À l’horizon 2040, deux interconnexions transfrontalières avec l’Espagne sont envisagées, à Larrau et Biriatou, renforçant encore la dimension internationale du corridor.

Méthodologie de tracé du réseau de transport

Une logique en entonnoir, fondée sur l’approche « Éviter – Réduire – Compenser »,menée en parallèle du prédiagnostic environnemental.

[Schéma inspiré de l’entonnoir]

Étape 1 : Définition de l’aire d’étude. Recensement des contraintes (urbanistiques, environnementales, sociétales et agricoles) et hiérarchisation des enjeux.

Étape 2 : Définition des fuseaux (1 km de large). Analyses comparatives des contraintes et confirmation de la faisabilité technique, pour choisir le fuseau de moindre impact.

Étape 3 : Définition des couloirs (100 m de large). Poursuite des analyses et données complémentaires récoltées. Préconisation du couloir de moindre impact à l’intérieur du fuseau.

À ce jour, les études avancent d’est en ouest :

Le reste du réseau est en cours de lancement, pour achever la Pré-FEED fin 2027

La section Cruzy/Barbaira – Port-La Nouvelle est en phase d’ingénierie de détail (FEED)

La section Barbaira – Lias est en phase conceptuelle (Pré-FEED) depuis février 2026

Dates clés
du volet transport

2023

AMI, identification des besoins industriels et définition des axes prioritaires du réseau

2025–2026 

Phase FEED sur la section Est (Cruzy/Barbaira – Port-La Nouvelle)

Février 2026 

Achèvement de la Pré-FEED sur l’ensemble du réseau

Fin 2027 

Étude conceptuelle du tracé des infrastructures de transport

2032

Mise en service de la connexion vers le port de Bordeaux

À partir de 2040 

Mise en œuvre des deux interconnexions transfrontalières avec l’Espagne (Larrau et Biriatou)

Infrastructures du transport hydrogène

(-) de travaux (+) de valorisation

Le réseau de canalisations

30 % de canalisations reconverties

HySow capitalise sur un réseau d’infrastructures existant et le valorise. Sur les 650 km, 30 % seront des canalisations transportant du gaz naturel réemployées pour l’hydrogène.

(-) de travaux (+) de valorisation

Chaque conduit potentiellement convertible est soumis à études, tests et investigations, pour valider sa compatibilité technique.

Les 70 % de nouvelles canalisations dédiées au transport hydrogène seront enterrés.

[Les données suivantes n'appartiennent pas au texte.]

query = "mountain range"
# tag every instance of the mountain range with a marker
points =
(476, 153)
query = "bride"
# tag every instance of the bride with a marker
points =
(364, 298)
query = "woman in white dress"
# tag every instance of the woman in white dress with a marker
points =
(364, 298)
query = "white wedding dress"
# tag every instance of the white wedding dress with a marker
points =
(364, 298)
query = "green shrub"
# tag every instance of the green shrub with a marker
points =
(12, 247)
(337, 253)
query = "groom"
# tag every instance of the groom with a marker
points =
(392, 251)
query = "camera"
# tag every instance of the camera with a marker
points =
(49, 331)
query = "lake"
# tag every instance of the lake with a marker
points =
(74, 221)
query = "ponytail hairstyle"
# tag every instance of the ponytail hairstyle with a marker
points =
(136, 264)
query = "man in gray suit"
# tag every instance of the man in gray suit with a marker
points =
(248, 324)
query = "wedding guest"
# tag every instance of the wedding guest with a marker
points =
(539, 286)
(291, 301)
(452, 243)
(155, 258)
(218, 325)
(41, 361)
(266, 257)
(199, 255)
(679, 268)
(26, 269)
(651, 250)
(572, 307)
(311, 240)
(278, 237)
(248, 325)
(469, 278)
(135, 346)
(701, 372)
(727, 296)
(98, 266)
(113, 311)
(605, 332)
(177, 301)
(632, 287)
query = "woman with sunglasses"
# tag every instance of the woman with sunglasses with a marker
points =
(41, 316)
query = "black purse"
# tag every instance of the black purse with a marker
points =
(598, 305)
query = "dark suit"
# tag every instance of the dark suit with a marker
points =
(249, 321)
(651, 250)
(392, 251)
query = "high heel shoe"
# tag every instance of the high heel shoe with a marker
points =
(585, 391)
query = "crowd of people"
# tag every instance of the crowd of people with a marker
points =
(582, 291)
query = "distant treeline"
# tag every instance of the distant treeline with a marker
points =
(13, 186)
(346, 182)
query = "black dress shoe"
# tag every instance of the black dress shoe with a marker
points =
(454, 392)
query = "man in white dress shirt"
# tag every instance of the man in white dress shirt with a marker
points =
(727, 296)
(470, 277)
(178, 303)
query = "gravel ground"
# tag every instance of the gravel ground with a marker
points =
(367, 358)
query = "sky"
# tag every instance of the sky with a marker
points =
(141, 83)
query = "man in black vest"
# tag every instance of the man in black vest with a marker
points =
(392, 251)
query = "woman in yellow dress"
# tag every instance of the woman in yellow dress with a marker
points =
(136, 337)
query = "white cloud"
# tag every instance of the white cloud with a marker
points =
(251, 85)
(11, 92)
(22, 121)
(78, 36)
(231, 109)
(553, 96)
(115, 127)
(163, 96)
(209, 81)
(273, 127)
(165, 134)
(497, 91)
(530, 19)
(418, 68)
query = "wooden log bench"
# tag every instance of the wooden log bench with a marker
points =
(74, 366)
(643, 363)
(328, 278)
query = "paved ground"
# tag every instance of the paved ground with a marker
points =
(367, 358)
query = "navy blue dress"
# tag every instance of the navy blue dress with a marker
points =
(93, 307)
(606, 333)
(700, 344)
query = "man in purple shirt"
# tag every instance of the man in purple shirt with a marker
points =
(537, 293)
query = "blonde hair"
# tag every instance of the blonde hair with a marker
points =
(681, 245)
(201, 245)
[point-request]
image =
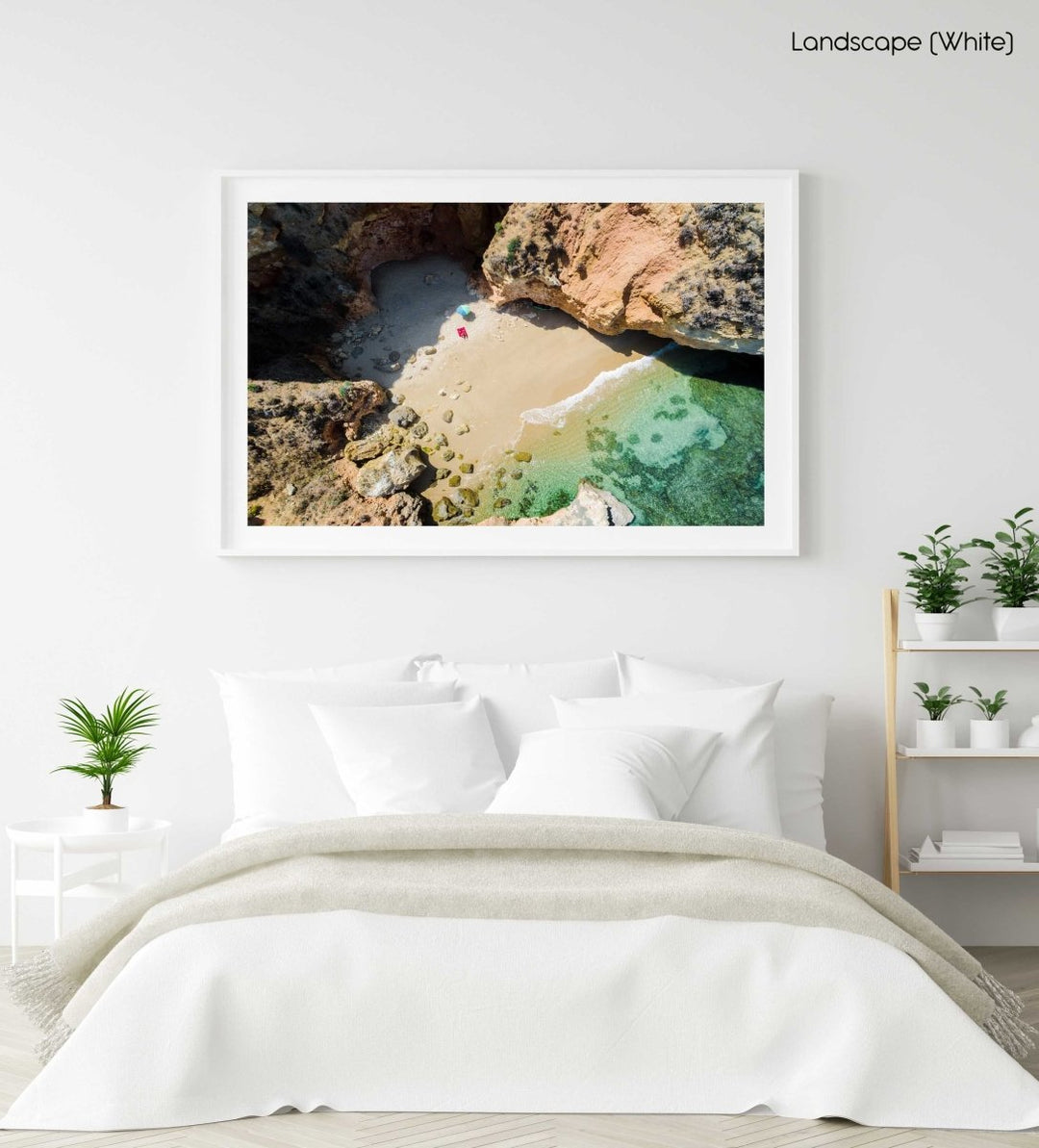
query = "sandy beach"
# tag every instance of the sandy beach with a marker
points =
(472, 391)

Les installations de surface

Des postes de sectionnement, positionnés à distance régulière, garantissent la sécurisation du réseau de transport hydrogène. Sur les trajets de canalisations reconverties, ils feront l’objet d’adaptations et de configuration. De nouveaux postes viendront doubler leur présence, passant ainsi d’un éloignement de 20 km à 10 km entre deux sites.

De stations de compression complèteront les installations de surface et assureront la compensation des pertes de charge enregistrées dans les canalisations.